При Петре в Вельске появилась промышленность. На городской земле два купца поставили два скипидарных завода с коптильнями для выделки сажи – один на берегу Ваги, а другой – на берегу Вели. Понятное дело, что на настоящую промышленность два этих заводика походили мало, учитывая то, что рабочих на них можно было перечесть по пальцам одной руки, а машин и механизмов и вовсе не имелось, но другой промышленности… Скипидар и сажу отправляли на подводах в Вологду и Ярославль. В Вельске, хотя он еще и не был настоящим городом, был учрежден магистрат и назначен ратман. Если исключить закладку каменной Троицкой церкви в 1741 году в Вельске и ее освящение через одиннадцать лет, то в первой половине восемнадцатого века в городе происходило примерно ничего. Происходила обычная жизнь – чья-то корова забредала в чужой огород, кто-то вылавливал в Ваге преогромную щуку, кто-то тонул в Вели по пьянке, а кому-то вымазывали ворота первосортным дегтем местного производства, но такого, чтобы… Нет, такого не было. Вот в 1762 году произошло – вологодские купцы Колесов и Шайкин построили в уезде чугунолитейный завод. Сырьем была болотная руда, которую добывали тут же, по берегам речки Терменьги. Завод работал на местный рынок и вообще просуществовал недолго, поскольку болотная руда быстро кончилась, да и была низкого качества. Мы бы, может, и не вспоминали о нем вообще, но за время своей недолгой работы завод успел отлить чугунные плиты для покрытия пола вологодского кафедрального Софийского собора. Они покрывают там пол и сегодня.

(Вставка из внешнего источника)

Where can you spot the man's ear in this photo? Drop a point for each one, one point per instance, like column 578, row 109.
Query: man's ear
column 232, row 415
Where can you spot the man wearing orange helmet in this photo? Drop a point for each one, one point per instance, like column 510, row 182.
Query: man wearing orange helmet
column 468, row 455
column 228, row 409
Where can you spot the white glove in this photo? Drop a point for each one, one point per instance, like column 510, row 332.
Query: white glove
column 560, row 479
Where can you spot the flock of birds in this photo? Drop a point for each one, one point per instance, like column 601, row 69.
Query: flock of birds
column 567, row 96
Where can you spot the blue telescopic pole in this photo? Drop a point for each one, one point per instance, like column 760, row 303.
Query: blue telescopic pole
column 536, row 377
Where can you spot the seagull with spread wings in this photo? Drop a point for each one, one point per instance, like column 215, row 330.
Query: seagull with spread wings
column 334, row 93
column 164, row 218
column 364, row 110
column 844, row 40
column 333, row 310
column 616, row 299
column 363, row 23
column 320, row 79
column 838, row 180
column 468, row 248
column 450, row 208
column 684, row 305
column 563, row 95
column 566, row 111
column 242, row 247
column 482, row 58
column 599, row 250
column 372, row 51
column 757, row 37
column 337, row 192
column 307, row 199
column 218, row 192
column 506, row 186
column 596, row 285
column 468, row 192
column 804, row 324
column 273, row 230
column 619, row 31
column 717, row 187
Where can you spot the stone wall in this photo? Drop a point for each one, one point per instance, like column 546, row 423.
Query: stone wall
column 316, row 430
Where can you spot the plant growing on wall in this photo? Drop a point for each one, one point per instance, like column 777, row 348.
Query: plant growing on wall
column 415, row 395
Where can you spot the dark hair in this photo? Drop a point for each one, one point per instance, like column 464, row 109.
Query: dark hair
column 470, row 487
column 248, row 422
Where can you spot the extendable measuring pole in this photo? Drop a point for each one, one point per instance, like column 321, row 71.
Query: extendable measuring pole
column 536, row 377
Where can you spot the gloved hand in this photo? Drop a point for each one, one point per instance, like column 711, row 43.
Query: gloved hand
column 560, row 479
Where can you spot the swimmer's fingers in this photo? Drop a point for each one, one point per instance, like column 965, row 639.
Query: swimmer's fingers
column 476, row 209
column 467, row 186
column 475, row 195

В 1766 году сенат закупил шесть бочек картошки и прислал в Важскую воеводскую канцелярию десять пудов. Канцелярия распределила их на сто человек. Вышло приблизительно по полтора килограмма на душу. Если принять, что одна средняя картофелина весит около двухсот граммов, то по восемь штук. Посадили, конечно, раз начальство приказало. Собрали столько, что губернатор потом в отчете написал: «оных яблок3 не уродило по божескому изъявлению». С картофелем в тех краях было плохо еще очень долго. И через сто лет в Вологодской губернии, к которой тогда относился Вельский уезд, собирали в лучшем случае по восемь килограммов на человека.

Уездный город Вельск

В 1780 году Вельский посад был наконец переименован в город Вельск. Населяло город к тому времени сто шестьдесят пять человек – почти поровну мужчины и женщины. Более всего проживало чиновников – четыре десятка, а менее всего крестьян – семь человек. Полсотни мещан, двадцать восемь отставных солдат и тридцать семь лиц духовного звания. Сорок чиновников на сто шестьдесят пять жителей. Конечно, в Вельске появились сразу и городское правление, и уездный суд, и сиротский суд, и казначейство, и почтовая контора, но…. Самое удивительное, что этого количества чиновников не хватало. Какой-нибудь английский или голландский историк или экономист голову сломает, пытаясь понять, зачем… какого… А мы только плечами пожмем и усмехнемся.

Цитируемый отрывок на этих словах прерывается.